For GitHub sources via CodeStar Connections, EventBridge triggers are configured automatically when you create a V2 pipeline. For ECR image push triggers:

EventPattern:
  source:
    - aws.ecr
  detail-type:
    - ECR Image Action
  detail:
    action-type:
      - PUSH
    repository-name:
      - myapp
    image-tag:
      - latest

This enables chained pipelines: one pipeline builds and pushes an image to ECR, and the EventBridge rule triggers a second pipeline that deploys it. This decoupling is useful when build and deploy responsibilities belong to different teams.

Common Mistakes#

  1. Forgetting PrivilegedMode for Docker builds.

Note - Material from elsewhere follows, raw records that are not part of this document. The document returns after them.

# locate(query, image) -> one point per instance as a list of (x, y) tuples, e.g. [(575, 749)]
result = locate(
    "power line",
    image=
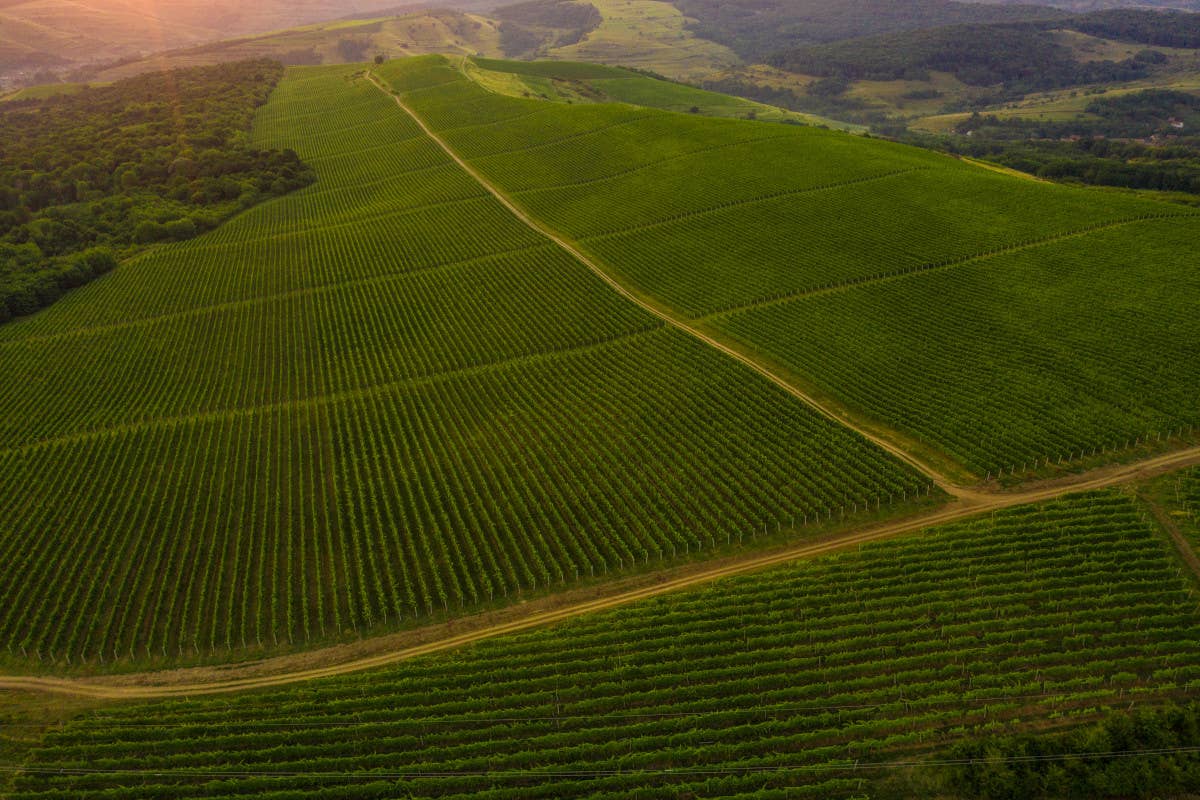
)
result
[(412, 775), (568, 717)]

CodeBuild cannot run Docker commands without privileged mode. The error is Cannot connect to the Docker daemon and it has nothing to do with Docker installation.
  2. Using the legacy GitHub source provider. The V1 GitHub provider stores OAuth tokens. CodeStar Connections use a managed GitHub App with better security and no token rotation burden.
  3. Not encrypting the artifact bucket with a shared KMS key. Cross-account pipelines fail silently when the target account cannot decrypt artifacts. Always use a customer-managed KMS key with cross-account grants.
  4. Hardcoding account IDs in buildspec.yml. Use CodeBuild environment variables ($AWS_ACCOUNT_ID, $AWS_DEFAULT_REGION) or pass them as CodePipeline variable overrides. Hardcoded IDs break when moving pipelines between accounts.
  5. Skipping --wait in Helm deploy steps. Without --wait, CodeBuild reports success as soon as helm upgrade returns, before pods are actually running. The deploy might fail silently while the pipeline shows green.